1. Implement Comprehensive Callbacks

class ProductionCallbacks(AgentCallbacks):
    def __init__(self, logger, metrics_client):
        self.logger = logger
        self.metrics = metrics_client

    async def on_agent_start(self, agent_name, **kwargs):
        # Log structured data
        self.logger.info("agent_start", extra={
            "agent_name": agent_name,
            "user_id": kwargs.get("user_id"),
            "session_id": kwargs.get("session_id")
        })

        # Send metrics
        self.metrics.increment("agent.invocations", tags=[f"agent:{agent_name}"])

    async def on_llm_end(self, name, output, **kwargs):
        # Track token usage
        usage = kwargs.get('usage', {})
        self.metrics.gauge("llm.tokens.input", usage.get('inputTokens', 0))
        self.metrics.gauge("llm.tokens.output", usage.get('outputTokens', 0))

2. Handle Errors Gracefully

class RobustCallbacks(AgentCallbacks):
    async def on_agent_start(self, **kwargs):
        try:
            # Your observability logic
            pass
        except Exception as e:
            # Never let observability break your application
            logging.error(f"Callback error: {e}")

3. Use Sampling for High-Volume Applications

import random

class SampledCallbacks(AgentCallbacks):
    def __init__(self, sample_rate=0.1):
        self.sample_rate = sample_rate

    async def on_agent_start(self, **kwargs):
        if random.random() < self.sample_rate:
            # Only trace a percentage of requests
            await self.full_trace(**kwargs)

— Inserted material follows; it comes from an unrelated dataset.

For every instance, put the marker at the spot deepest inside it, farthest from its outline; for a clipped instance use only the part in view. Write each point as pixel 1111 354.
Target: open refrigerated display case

4. Correlate Across Services

class CorrelatedCallbacks(AgentCallbacks):
    async def on_agent_start(self, **kwargs):
        # Propagate trace context across service boundaries
        trace_id = kwargs.get('trace_id') or generate_trace_id()
        self.set_trace_context(trace_id)

Integration with Other Observability Tools

The callback system is designed to work with various observability platforms:

OpenTelemetry

from opentelemetry import trace

class OTelCallbacks(AgentCallbacks):
    def __init__(self):
        self.tracer = trace.get_tracer(__name__)

    async def on_agent_start(self, agent_name, **kwargs):
        with self.tracer.start_as_current_span(f"agent_{agent_name}") as span:
            span.set_attribute("agent.name", agent_name)
            span.set_attribute("user.id", kwargs.get("user_id"))

DataDog

from ddtrace import tracer

class DataDogCallbacks(AgentCallbacks):
    async def on_agent_start(self, agent_name, **kwargs):
        with tracer.trace("agent.process", service="agent-squad") as span:
            span.set_tag("agent.name", agent_name)
            span.set_tag("user.id", kwargs.get("user_id"))

Custom Metrics

import time
from prometheus_client import Counter, Histogram

AGENT_INVOCATIONS = Counter('agent_invocations_total', 'Agent invocations', ['agent_name'])
AGENT_DURATION = Histogram('agent_duration_seconds', 'Agent processing time', ['agent_name'])

class MetricsCallbacks(AgentCallbacks):
    async def on_agent_start(self, agent_name, **kwargs):
        AGENT_INVOCATIONS.labels(agent_name=agent_name).inc()
        kwargs['start_time'] = time.time()

    async def on_agent_end(self, agent_name, **kwargs):
        duration = time.time() - kwargs.get('start_time', 0)
        AGENT_DURATION.labels(agent_name=agent_name).observe(duration)

Running the Langfuse Demo

To see the observability system in action:

Start the demo:

cd examples/langfuse-demo
python main.py

Interact with the system:

You: What's the weather in San Francisco?
You: Tell me about AI trends
You: How to improve my sleep?

View traces in Langfuse:
- Navigate to your Langfuse dashboard
- Explore conversation traces
- Analyze agent selection patterns
- Monitor performance metrics

The demo provides a complete template for implementing production-ready observability in your Agent Squad applications.